Friday, December 18, 2015

GADIS DI PERPUSTAKAAN



Daniel tidak tahu lagi cara lain untuk melampiaskan kemarahan dan kekesalannya. Jika saja bukan karena lembar tugasnya yang ditolak mentah-mentah oleh profesornya karena kurang bagus, mungkin Daniel tidak perlu menghabiskan waktunya di perpustakaan untuk memulai lagi risetnya mengenai subyek yang tengah ia pelajari. Ia kesal, ia bosan, namun ia tahu bahwa ia harus melakukannya.
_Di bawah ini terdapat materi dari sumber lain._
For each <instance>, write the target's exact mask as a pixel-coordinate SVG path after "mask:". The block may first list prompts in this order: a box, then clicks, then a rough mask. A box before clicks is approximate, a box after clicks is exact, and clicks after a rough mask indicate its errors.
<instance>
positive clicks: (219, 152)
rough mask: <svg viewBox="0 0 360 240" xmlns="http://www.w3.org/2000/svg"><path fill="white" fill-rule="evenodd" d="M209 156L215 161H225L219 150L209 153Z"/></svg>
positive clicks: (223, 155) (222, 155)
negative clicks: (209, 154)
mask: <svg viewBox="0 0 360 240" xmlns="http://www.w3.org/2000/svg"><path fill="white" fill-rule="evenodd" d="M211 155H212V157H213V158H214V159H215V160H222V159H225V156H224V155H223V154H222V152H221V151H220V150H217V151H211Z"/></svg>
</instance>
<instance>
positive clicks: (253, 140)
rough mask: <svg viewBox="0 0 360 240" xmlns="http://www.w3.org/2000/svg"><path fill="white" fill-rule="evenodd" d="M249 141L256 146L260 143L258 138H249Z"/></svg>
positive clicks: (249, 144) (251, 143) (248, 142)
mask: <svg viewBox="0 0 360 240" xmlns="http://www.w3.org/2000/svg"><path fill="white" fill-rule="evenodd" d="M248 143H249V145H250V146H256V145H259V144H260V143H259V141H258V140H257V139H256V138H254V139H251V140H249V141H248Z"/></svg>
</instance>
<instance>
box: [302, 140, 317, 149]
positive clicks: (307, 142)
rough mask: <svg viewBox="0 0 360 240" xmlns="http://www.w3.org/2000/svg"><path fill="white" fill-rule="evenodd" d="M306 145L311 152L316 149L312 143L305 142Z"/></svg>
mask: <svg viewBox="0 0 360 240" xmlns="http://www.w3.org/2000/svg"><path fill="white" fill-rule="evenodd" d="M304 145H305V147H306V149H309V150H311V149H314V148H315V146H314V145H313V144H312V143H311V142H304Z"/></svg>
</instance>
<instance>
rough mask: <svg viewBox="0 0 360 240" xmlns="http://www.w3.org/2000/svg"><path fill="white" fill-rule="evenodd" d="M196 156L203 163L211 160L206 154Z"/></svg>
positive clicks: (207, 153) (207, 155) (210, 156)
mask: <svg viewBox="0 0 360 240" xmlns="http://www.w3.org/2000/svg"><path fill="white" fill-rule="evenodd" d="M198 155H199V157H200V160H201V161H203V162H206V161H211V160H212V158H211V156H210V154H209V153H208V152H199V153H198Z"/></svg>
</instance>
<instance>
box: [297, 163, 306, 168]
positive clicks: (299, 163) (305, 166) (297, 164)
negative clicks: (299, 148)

Sudah dua tahun Daniel kulaih di universitas yang ia tempati saat ini. Dan setiap kali ia membuat tugas, entah kenapa profesornya selalu menunjukkan poin-poin yang salah dalam setiap lembar tugasnya. Apa dia terlalu bodoh? Tidak. Daniel selalu membuat nilai yang bagus saat sma. Tapi entah kenapa di bangku perkuliahan ini ia selalu tertinggal dengan teman-temannya. Hal itu, membuatnya harus bekerja ekstra keras untuk mendapatkan nilai yang baik.
Daniel tidak pernah menjadi penggemar dari sebuah perpustakaan. Kenapa harus ke perpustakaan jika ia bisa mencarinya lewat internet? Tapi tidak dapat dipungkiri bahwa kadang ia memang harus membaca beberapa buku sebagai sumber makalahnya. Dan terpaksa, ia harus mengunjungi perpustakaan.
Diantara sekian banyak kesibukannya sebagai seorang mahasiswa, Daniel sulit untuk mengatur waktunya. Akibatnya, ia tidak memiliki cukup waktu untuk pergi ke persutakaan. Ia hanya bisa melakukannya saat malam tiba. Pukul sembilan malam, ia berjalan seorang diri di lorong yang gelap, bergerak menuju perpustakaan tua di kampusnya yang dijaga oleh seorang wanita gemuk dengan sikap yang tidak menyenangkan.
“Jangan berisik!” ucap wanita gemuk berkacamata itu ketika Daniel bergerak memasuki perpustakaan. Daniel hanya mendengus pelan, lalu bergerak ke arah rak buku.
Perpustakaan yang ia tempati saat itu merupakan sebuah perpustakaan yang sudah cukup berumur. Mungkin sudah ada sejak kampus ini dibangin 70 tahun yang lalu. Terdapat begitu banyak rak buku yang tinggi, yang menciptakan koridor-koridor sempit, gelap, berdebu, dan membuat suasananya sedikit tidak menyenangkan. Daniel bahkan sedikit kesulitan untuk menemukan buku yang ia inginkan. Ia kadang harus memanjat tangga, menggeser tangga, dan melakukan hal lain yang tidak ia senangi. Hanya demi makalahnya.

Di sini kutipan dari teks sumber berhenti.